Tentu bisa kita bayangkan, jika saat distilasi di laboratorium saja memerlukan bahan bakar dalam jumlah tertentu hanya untuk menghasilkan beberapa tetes air, lalu berapa banyak energi untuk menghasilkan 115 juta meter kubik air per hari?
Tentu dari titik ini, suka tidak suka, pengolahan yang berbasis suhu, akan menghasilkan masalah lain yaitu emisi karbon.
Karena dasar inilah, pengolahan air dengan teknologi desalinasi berbasis membrane, menguasai lebih dari 74% desalinasi global.
Karena tentu saja, kita tidak ingin, menyelesaikan masalah dengan menimbulkan masalah lain, bukan?
Penggunaan Air dari Hasil Desalinasi
Lebih dari 75% air yang terolah menggunakan teknologi desalinasi berguna untuk mencukupi kebutuhan air minum, sementara 20% sisanya untuk industri.
Data ini memberikan gambaran pada kita bagaimana fenomena terkait pertambahan penduduk dan juga urbanisasi mempengaruhi interaksi manusia dengan air.
Bahkan negara-negara TImur Tengah sangat bergantung dengan desalinasi sebagai sumber utama untuk mencukupi kebutuhan air untuk keseharian mereka.
Karena kita tahu bahwa negara-negara di wilayah tersebut kebanyakan beriklim gurun yang tentu kadar curah hujan tiap tahunnya sangat sedikit.
Vegetasi juga jarang tumbuh, yang menyebabkan jarang terdapat penampungan air yang terbentuk secara alami di dalam tanah.
Satu-satunya sumber air terdekat yang senatiasa tersedia sepanjang tahun adalah air laut, dan desalinasi adalah jawabannya.
Sementara di sisi lain, negara dengan curah hujan yang mencukup serta kondisi geografis yang masih memiliki gunung api, lebih banyak memanfaatkan air hasil desalinasi untuk keperluan industri.
Sebut saja, China, Taiwan, Korea Selatan, India, Brazil dan termasuk Indonesia, merupakan negara-negara yang menggunakan desalinasi untuk mencukupi kebutuhan industri.
Efisiensi Desalinasi Menggunakan Membran
Air dari pengolahan hasil teknologi desalinasi sekarang sudah mengalami penurunan harga yang cukup signifikan.
Harga tersebut dapat ditekan karena adanya teknologi pada membran yang semakin berkembang.
Akibat dari adanya perkembangan pada teknologi membran tersebut, konsumsi energi cukup ikut menurun selama 20 tahun terakhir.
Penurunan konsumsi energi bahkan bisa tergolong signifikan dengan angka 50% dari sebelumnya.
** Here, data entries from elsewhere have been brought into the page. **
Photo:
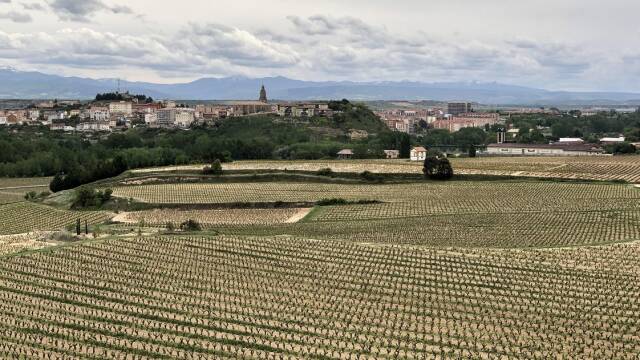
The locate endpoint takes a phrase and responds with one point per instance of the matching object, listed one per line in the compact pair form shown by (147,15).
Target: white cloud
(83,10)
(16,16)
(319,47)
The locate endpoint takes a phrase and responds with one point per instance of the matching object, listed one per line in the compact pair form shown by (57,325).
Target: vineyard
(287,297)
(24,217)
(507,269)
(461,214)
(10,244)
(13,190)
(606,168)
(210,218)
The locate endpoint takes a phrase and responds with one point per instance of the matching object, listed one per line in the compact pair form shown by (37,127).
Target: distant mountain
(34,85)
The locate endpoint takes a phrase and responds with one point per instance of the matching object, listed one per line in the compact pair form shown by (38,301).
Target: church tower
(263,95)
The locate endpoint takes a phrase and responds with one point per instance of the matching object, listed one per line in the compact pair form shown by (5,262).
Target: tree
(472,151)
(57,184)
(404,145)
(190,225)
(214,169)
(437,167)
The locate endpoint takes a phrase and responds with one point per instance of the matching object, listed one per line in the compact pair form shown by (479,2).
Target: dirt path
(122,217)
(22,187)
(299,215)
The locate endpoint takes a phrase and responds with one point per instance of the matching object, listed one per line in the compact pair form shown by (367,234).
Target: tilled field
(286,297)
(23,217)
(625,168)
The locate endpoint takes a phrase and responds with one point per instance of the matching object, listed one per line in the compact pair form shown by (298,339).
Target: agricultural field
(10,244)
(289,297)
(497,214)
(14,189)
(605,168)
(24,217)
(210,218)
(504,269)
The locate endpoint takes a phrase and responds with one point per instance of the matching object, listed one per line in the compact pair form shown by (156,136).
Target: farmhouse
(392,154)
(418,154)
(345,154)
(557,149)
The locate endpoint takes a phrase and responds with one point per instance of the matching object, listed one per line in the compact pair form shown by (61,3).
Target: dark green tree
(437,168)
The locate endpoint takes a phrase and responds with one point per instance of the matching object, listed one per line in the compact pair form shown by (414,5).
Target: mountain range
(35,85)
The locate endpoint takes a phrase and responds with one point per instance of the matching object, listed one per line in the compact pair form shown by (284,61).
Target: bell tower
(263,95)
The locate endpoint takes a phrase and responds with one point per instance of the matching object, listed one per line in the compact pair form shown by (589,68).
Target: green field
(601,168)
(500,269)
(462,213)
(23,217)
(288,297)
(14,189)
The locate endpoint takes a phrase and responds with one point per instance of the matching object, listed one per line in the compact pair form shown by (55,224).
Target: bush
(214,169)
(621,148)
(369,176)
(30,196)
(325,172)
(190,225)
(88,197)
(331,202)
(437,168)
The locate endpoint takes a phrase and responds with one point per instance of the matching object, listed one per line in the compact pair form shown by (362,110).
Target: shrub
(190,225)
(88,197)
(369,176)
(33,196)
(214,169)
(437,168)
(325,172)
(330,202)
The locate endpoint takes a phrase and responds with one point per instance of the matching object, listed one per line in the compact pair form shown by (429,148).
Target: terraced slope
(287,297)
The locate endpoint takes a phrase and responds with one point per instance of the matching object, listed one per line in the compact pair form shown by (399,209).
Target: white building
(571,140)
(557,149)
(418,154)
(151,119)
(166,117)
(184,117)
(613,140)
(34,115)
(121,107)
(93,126)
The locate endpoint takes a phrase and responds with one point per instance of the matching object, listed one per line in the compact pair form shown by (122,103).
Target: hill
(34,85)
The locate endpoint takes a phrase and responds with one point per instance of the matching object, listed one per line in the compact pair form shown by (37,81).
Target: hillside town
(120,111)
(129,111)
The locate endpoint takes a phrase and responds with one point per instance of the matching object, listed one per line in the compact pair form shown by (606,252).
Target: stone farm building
(418,154)
(345,154)
(557,149)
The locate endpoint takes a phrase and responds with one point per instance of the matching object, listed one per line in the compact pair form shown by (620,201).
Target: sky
(583,45)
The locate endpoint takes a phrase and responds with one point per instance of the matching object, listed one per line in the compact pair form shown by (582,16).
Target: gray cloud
(16,17)
(82,10)
(319,47)
(33,6)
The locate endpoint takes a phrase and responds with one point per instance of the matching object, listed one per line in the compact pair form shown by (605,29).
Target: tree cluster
(437,167)
(87,197)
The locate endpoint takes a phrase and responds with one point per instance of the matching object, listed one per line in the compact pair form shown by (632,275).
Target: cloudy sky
(553,44)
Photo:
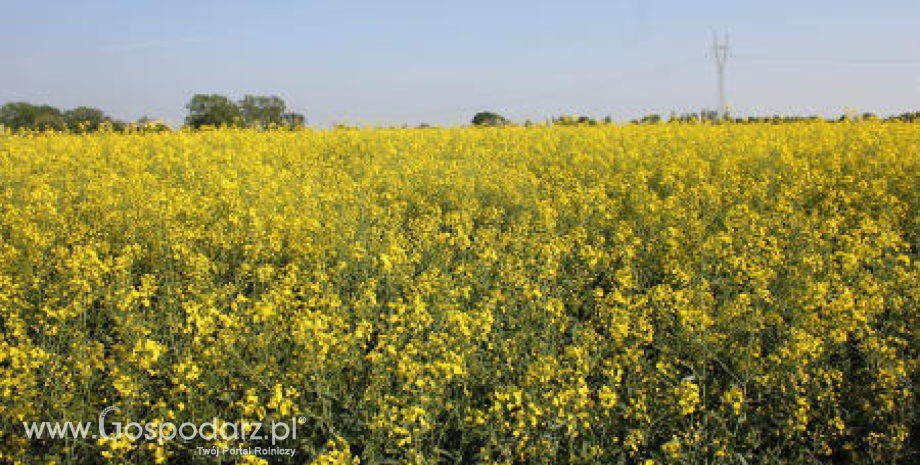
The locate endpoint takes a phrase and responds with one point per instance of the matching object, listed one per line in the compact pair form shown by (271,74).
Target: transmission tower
(720,51)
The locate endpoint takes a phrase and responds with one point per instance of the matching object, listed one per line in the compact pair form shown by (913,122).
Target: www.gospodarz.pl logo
(214,430)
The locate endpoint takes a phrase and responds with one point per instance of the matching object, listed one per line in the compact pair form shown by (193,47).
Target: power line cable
(826,59)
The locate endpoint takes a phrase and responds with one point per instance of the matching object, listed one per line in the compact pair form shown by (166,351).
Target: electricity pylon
(721,53)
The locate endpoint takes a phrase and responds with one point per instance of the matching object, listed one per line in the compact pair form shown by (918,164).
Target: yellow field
(646,294)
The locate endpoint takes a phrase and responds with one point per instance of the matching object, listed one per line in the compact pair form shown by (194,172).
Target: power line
(825,59)
(720,51)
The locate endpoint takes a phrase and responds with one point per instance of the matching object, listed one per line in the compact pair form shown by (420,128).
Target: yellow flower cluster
(670,293)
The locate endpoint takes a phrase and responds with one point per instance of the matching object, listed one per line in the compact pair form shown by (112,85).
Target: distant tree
(46,121)
(488,118)
(211,110)
(23,115)
(294,120)
(262,111)
(147,124)
(84,119)
(571,120)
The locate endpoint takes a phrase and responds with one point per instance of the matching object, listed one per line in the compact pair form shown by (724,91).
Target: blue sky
(441,61)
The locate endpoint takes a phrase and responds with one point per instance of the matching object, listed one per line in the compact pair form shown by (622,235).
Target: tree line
(203,110)
(489,118)
(264,112)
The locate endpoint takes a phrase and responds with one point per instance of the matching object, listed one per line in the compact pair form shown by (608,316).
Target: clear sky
(441,61)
Dari teknologi berbasis membran juga, tentunya selain mengurangi konsumsi, efek lainnya adalah potensi untuk dapat menekan jejak karbon.
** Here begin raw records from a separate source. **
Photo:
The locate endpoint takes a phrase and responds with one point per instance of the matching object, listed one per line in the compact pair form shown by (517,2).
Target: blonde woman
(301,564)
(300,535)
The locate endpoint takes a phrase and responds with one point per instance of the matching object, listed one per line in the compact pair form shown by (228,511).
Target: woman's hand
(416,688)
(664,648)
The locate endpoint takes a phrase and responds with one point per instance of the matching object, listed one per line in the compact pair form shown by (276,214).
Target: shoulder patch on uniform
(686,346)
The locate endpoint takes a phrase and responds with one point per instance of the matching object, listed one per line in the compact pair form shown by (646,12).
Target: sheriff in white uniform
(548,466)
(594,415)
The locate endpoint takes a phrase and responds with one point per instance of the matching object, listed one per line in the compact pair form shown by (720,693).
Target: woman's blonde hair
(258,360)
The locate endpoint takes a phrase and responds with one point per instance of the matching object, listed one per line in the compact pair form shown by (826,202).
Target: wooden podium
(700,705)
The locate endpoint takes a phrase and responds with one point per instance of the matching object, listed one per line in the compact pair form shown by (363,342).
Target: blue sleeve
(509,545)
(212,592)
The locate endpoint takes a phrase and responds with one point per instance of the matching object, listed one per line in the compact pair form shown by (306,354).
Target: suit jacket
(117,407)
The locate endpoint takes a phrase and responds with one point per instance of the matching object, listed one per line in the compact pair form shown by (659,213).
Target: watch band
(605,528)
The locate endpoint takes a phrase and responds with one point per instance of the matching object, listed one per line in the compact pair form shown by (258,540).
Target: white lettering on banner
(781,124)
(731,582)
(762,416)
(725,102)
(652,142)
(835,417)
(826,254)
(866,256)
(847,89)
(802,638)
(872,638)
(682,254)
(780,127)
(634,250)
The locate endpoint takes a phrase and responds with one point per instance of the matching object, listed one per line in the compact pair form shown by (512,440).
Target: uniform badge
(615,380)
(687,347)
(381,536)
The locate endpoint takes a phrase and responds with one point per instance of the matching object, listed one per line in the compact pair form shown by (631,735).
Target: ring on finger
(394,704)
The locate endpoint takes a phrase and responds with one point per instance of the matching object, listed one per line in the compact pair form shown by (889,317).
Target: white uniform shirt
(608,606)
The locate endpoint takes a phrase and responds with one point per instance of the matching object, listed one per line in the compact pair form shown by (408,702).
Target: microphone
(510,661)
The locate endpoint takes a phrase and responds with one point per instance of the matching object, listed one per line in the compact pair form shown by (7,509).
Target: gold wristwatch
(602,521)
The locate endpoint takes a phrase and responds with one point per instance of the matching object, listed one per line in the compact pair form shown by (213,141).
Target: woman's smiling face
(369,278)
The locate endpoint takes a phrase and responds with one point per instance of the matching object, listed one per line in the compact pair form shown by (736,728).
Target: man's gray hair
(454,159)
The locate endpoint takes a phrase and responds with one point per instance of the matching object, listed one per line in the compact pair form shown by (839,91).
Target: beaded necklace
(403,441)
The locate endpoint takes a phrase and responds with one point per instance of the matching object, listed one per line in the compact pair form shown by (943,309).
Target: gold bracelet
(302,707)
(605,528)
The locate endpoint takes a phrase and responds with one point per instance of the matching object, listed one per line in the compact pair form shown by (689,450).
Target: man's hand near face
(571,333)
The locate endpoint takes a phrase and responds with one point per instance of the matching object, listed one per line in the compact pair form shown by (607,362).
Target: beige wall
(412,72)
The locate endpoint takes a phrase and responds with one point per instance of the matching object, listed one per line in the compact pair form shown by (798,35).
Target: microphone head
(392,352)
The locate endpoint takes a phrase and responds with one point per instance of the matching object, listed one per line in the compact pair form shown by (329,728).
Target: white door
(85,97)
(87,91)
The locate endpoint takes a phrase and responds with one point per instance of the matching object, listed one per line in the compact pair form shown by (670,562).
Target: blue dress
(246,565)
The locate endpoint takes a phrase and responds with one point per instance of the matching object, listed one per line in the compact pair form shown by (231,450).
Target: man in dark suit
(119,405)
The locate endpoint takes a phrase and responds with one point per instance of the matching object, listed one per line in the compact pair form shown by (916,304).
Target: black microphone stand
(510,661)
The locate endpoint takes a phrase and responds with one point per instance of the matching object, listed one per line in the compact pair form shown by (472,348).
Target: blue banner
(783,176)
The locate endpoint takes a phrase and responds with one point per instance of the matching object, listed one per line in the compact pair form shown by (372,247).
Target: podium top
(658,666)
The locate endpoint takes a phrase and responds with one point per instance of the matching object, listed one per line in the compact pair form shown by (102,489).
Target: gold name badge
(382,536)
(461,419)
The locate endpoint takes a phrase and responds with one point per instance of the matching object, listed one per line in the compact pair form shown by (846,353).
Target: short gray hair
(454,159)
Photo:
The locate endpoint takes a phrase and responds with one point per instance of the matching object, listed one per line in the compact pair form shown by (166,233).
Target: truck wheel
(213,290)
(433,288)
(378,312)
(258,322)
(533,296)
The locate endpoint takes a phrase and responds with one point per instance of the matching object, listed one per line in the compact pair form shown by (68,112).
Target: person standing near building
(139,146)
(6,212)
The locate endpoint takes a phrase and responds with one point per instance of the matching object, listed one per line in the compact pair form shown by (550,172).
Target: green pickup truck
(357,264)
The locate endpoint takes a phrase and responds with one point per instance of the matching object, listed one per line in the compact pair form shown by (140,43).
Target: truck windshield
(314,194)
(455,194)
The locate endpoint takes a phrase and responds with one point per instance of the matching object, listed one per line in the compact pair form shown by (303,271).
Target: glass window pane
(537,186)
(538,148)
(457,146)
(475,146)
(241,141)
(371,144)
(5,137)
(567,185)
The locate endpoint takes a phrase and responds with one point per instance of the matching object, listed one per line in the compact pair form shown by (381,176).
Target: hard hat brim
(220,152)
Yang mana, sebagaimana kita ketahui bersama, bahwa salah satu ancaman paling nyata terhadap krisis air bersih adalah perubahan iklim.
Peningkatan suhu pada bumi menyebabkan berbagai kemungkinan bencana seperti banjir dan juga kemarau panjang.
Keduanya dapat memberikan akibat yang signifikan pada persediaan sumber air bersih yang tersedia, seperti sungai, danau dan semisalnya.
Tantangan pada Desalinasi Berbasis Membran
“Tidak ada gading yang tak retak” sepertinya itulah pepatah yang paling tepat untuk menggambarkan teknologi desalinasi menggunakan membran.
Meski telah kita bahas sebelumnya, bagaimana desalinasi dengan menggunakan membran dapat memberikan dampak positif, tapi bukan berarti tidak ada tantangan pada operasional.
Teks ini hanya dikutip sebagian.